Courtesy of Sarah Elawad

Such lightheartedness matters deeply in an internet landscape that is often hostile to Muslims, and it’s only worsened in the last two years. The online cosmos is rife with hate speech, and we are expected to navigate media narratives that misrepresent us, inviting abuse and prejudice both online and offline.

But it’s not all negative. These digital forums can also foster decentralised, peer-mediated religious engagement, in which young Muslims explore faith through collective discourse, visual culture, and the fluid remix logic of the internet. No longer confined to traditional worship spaces, teachings now manifest across a dynamic online ecosystem–mood boards decorated with Islamic art, Pinterest collections of calligraphic quotes, and even theological discussions infused with humour of ‘chronically online’ pop culture references. Memes also turn shared struggles into fits of laughter, and this year’s Ramadan TikToks remind me I’ve never had an original experience; there’s great comfort in that. 

Courtesy of Sarah Elawad

These virtual spaces can be traced back to the late 2000s, when cybercafés took over the Maghreb, becoming hubs of experimentation and cultural exchange. Young people played with transliteration, typing Arabic alphanumerically and in Roman characters, reshaping digital language to fit their realities. Faith found new pathways online, through early YouTube videos on tajweed, or local experiments with coding that wove Quranic verses into animated graphics. The internet café was a portal and a playground; a dynamic nexus of leisure, technology, and spirituality leaving a lasting impact that would later influence the broader landscape of Islamic cyberculture.

Today, youth culture in the region directly engages that nostalgia. The reclamation of maximalist, sentimental aesthetics is alive and well; think Arabian driftcore and cassette tape culture. Brooklyn-based Sudanese artist Sarah Elawad–who I contacted after her viral Ramadan graphic inspired by WhatsApp auntie gifs blessed my feed–taps into this. The visual language of old Makkah and Madinah postcards, which pilgrims once mailed home as keepsakes, feeds her imaginative work. “There was something that fascinated me about them, they were endearing and beautiful. They had all these motifs symbolising different things such as pearls, roses, the colour green” she tells me. 

In her work, spanning zines, to textiles, Elawad embraces these visual traditions, finding beauty in their sincerity. One that resists Western minimalism in favour of abundance, love, and devotion. Many diasporic creatives now reclaim the sentimental and excessive, not as irony, but as an authentic expression of belonging. An ode to remnants of an older internet, an enduring faith. 

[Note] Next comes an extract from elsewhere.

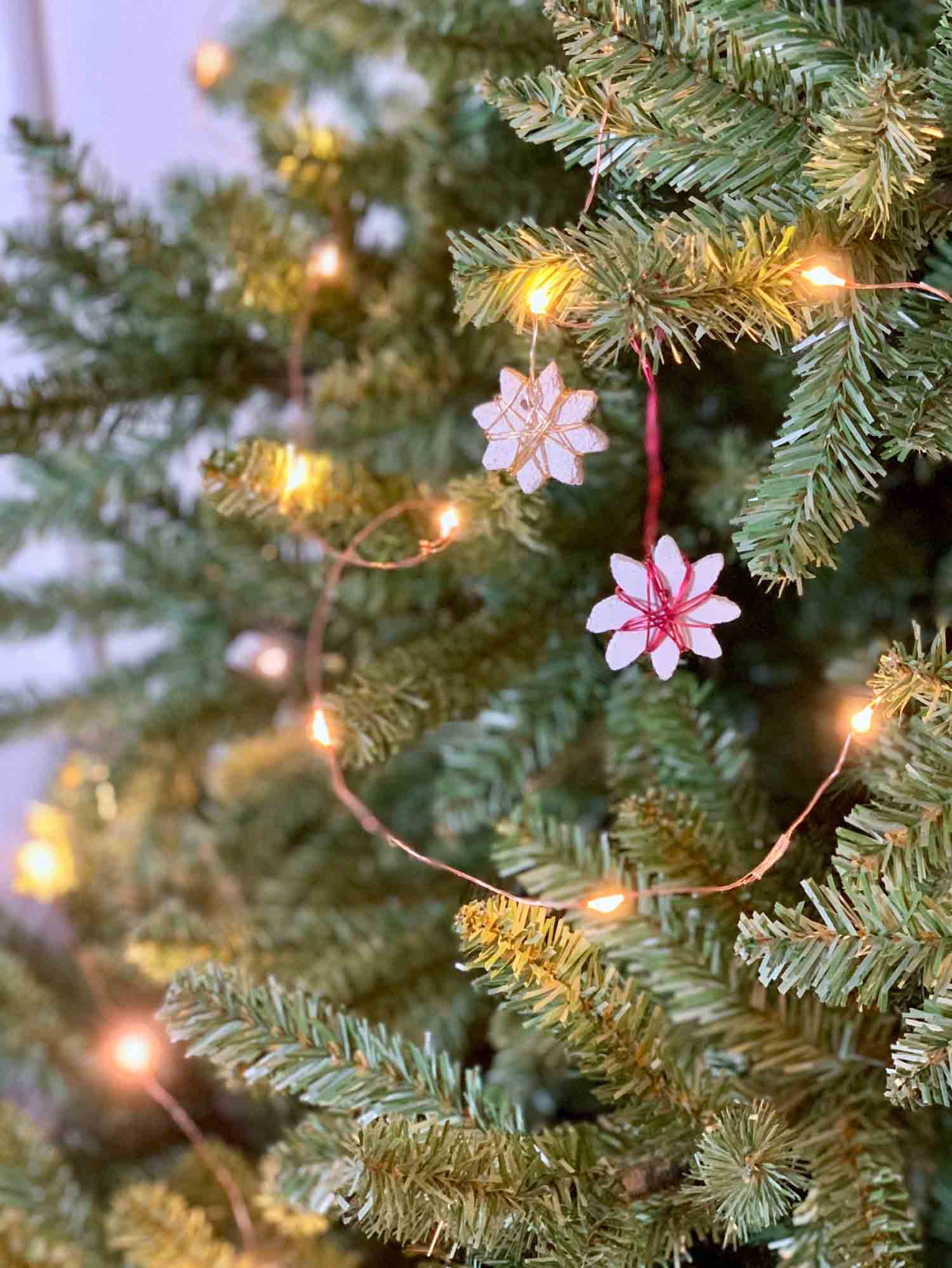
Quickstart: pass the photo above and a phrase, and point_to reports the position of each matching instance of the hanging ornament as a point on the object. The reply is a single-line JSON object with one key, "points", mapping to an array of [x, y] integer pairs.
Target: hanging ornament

In the hypermodern digital landscape, where over-curation and sameness reign supreme, and where faith is both hyper-visible and under threat, perhaps the pure unfiltered love behind those greetings are a strangeness worth preserving. Many of us live in the West, where love is often tempered by reserve–yet we were raised in a faith and a culture that expresses it unabashedly, and without hesitation. I wouldn’t have it any other way– I feel we need it more than ever in the kind of world we now live in.

It’s sweet to witness the digital coming-of-age of our elders, as they grow more confident and creative with phone use, building a legacy of retro cybernetic expression and Islamic reminders morphing into new, internet-native forms. At this age, I find them cute and funny. But time has a way of shifting perspectives. One day, you’re laughing at the glittering dua your aunt just sent you, the next you’re the one sending it to your niece, realising too late that their charm lies in this maximalist excess. These digital relics were never just silly pixels, but a measure of love made visible.